The first week passed like a blur of sermons and silence.

Every morning, the bells tolled before dawn, summoning the students to prayer. Kael stood among them, his lips moving but his heart absent. The chapel ceiling loomed high above — painted with saints and suns, their golden eyes watching. Beneath those painted heavens, faith was no choice. It was survival.

After prayers came lessons. The sciences of the Empire were not taught as truths, but as proofs of divinity. Every formula, every natural law, every discovery — all were said to reveal the hand of Aurelion. Questioning that link was the first sin most never repeated.

Kael learned quickly to listen more than speak.
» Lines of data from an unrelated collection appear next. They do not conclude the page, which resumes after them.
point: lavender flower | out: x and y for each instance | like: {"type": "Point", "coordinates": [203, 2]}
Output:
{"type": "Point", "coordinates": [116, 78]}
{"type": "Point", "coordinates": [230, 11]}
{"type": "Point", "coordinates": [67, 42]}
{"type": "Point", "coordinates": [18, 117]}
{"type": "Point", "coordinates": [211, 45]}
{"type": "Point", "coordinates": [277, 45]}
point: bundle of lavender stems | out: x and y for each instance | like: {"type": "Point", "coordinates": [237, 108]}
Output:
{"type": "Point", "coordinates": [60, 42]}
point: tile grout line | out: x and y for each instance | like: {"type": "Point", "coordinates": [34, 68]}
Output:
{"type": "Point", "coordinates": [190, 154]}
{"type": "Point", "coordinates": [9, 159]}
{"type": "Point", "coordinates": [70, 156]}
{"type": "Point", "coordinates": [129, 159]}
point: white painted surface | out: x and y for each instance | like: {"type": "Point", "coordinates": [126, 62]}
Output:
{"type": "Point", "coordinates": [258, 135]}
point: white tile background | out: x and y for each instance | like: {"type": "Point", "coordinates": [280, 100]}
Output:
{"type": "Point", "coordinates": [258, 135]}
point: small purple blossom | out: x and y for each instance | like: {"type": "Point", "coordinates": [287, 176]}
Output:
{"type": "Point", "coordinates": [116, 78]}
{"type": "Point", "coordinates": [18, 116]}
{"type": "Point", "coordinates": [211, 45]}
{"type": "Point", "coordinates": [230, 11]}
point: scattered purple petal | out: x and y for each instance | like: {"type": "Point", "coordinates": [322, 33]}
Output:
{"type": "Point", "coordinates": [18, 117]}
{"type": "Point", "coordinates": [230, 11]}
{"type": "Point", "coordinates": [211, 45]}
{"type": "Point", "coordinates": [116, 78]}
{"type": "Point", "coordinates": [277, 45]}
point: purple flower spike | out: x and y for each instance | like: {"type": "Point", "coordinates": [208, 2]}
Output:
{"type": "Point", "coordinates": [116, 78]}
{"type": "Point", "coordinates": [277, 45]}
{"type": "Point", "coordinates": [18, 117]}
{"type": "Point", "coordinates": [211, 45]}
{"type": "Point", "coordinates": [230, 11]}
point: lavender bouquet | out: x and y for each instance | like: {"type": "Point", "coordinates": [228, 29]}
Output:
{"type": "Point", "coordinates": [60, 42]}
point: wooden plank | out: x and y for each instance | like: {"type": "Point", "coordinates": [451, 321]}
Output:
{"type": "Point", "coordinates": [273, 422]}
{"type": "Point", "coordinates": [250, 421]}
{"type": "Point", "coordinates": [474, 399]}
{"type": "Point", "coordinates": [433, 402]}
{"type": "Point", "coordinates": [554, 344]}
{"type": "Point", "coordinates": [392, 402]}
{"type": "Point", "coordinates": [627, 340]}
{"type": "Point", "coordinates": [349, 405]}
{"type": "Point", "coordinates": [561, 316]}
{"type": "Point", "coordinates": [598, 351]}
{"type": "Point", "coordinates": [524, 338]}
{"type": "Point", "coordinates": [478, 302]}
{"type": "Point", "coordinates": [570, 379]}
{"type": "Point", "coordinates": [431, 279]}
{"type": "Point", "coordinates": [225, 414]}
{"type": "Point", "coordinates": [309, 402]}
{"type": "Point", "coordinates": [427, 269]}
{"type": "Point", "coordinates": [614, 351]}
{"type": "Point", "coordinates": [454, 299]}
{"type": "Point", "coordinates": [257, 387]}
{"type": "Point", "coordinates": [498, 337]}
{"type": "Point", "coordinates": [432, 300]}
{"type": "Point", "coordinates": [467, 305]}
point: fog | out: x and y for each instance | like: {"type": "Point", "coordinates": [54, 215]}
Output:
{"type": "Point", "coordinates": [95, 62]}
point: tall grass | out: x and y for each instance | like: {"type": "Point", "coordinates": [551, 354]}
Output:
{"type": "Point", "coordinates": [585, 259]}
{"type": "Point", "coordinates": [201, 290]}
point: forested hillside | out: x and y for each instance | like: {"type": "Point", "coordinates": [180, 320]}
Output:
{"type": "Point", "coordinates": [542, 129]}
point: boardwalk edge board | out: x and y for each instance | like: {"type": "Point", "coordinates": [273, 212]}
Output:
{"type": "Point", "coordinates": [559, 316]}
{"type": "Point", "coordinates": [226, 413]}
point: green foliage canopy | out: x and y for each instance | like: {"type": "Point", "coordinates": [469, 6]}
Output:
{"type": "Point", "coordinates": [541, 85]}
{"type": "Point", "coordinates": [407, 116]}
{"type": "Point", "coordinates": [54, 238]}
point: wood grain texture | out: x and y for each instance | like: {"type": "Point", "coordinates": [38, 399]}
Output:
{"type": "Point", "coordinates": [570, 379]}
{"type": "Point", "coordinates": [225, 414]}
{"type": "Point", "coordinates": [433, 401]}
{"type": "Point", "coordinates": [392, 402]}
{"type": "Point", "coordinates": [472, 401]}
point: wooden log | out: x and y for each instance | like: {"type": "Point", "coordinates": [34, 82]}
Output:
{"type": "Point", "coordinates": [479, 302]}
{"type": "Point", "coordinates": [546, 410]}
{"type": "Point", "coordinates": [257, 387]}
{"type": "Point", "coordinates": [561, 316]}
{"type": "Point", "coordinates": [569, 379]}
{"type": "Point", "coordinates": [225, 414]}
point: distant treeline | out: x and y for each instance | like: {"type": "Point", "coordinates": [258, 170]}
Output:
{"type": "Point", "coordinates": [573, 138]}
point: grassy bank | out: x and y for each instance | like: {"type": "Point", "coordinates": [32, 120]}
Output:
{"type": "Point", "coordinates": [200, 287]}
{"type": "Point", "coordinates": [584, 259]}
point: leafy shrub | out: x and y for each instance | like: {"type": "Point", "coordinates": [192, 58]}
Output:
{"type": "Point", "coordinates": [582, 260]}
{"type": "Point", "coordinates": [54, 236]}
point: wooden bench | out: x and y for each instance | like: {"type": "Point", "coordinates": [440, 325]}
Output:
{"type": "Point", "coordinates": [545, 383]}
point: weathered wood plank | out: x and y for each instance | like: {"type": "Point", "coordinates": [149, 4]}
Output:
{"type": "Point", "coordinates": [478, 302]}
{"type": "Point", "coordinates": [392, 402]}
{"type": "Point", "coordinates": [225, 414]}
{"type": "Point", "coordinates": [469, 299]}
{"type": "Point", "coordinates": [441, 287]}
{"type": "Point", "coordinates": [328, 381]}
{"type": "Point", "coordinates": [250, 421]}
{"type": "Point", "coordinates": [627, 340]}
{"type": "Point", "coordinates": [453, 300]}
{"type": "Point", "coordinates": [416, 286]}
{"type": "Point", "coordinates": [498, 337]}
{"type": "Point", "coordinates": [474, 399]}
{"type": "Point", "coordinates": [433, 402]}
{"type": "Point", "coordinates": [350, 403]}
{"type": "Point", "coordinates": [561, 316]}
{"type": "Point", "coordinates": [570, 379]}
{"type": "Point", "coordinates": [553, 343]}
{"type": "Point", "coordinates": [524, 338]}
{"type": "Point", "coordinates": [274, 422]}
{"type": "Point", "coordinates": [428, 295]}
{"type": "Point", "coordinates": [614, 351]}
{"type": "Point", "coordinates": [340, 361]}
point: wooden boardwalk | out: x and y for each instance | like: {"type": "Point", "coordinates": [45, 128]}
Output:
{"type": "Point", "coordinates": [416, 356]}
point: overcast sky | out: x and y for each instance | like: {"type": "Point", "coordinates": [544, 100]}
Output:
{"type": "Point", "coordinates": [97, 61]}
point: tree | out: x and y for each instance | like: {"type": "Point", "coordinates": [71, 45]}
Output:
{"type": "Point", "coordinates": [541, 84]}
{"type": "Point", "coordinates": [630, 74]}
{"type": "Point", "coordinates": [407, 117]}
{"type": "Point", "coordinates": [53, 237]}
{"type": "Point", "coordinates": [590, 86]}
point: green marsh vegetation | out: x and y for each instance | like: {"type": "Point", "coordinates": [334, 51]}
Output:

He studied the diagrams of the human soul — drawn like clockwork engines, powered by divine flame. He memorized the names of the Seven Luminaries, the saints who had "purged the world of shadow." But beneath every polished word, he could feel something wrong. Fire was not purity. Fire was hunger.

And his never slept.

Sometimes during lectures, he'd feel it stir — a flicker beneath his ribs, a whisper in his blood. It came strongest when the Instructors spoke of sin, or when the Eternal Flame burned too close. Then he'd clench his fists and force himself still until it passed.

But Liran noticed.

"You twitch like you're haunted," he murmured one day as they left the alchemical wing. The boy's tone was teasing, but his eyes weren't. "What's wrong with you?"

Kael adjusted his collar. "Bad dreams."

"Dreams don't burn holes through linen." Liran's gaze dropped pointedly to where the fabric over Kael's chest was faintly singed. "Careful, Verrin. The wrong eyes might see more than you want them to."

Kael didn't answer. He couldn't.

That night, the dreams came again.

He stood in the ruins of the chapel where they'd found him — only now it wasn't silent. The stained glass burned, colors melting into rivers of molten gold. Shadows moved beyond the flames, their shapes whispering names he didn't remember. And at the center of it all stood a figure of light, faceless and tall.

Do you know what you are? it asked.

Kael woke choking on smoke that wasn't there. The mark over his heart burned like iron. He bit down on his sleeve to keep from screaming.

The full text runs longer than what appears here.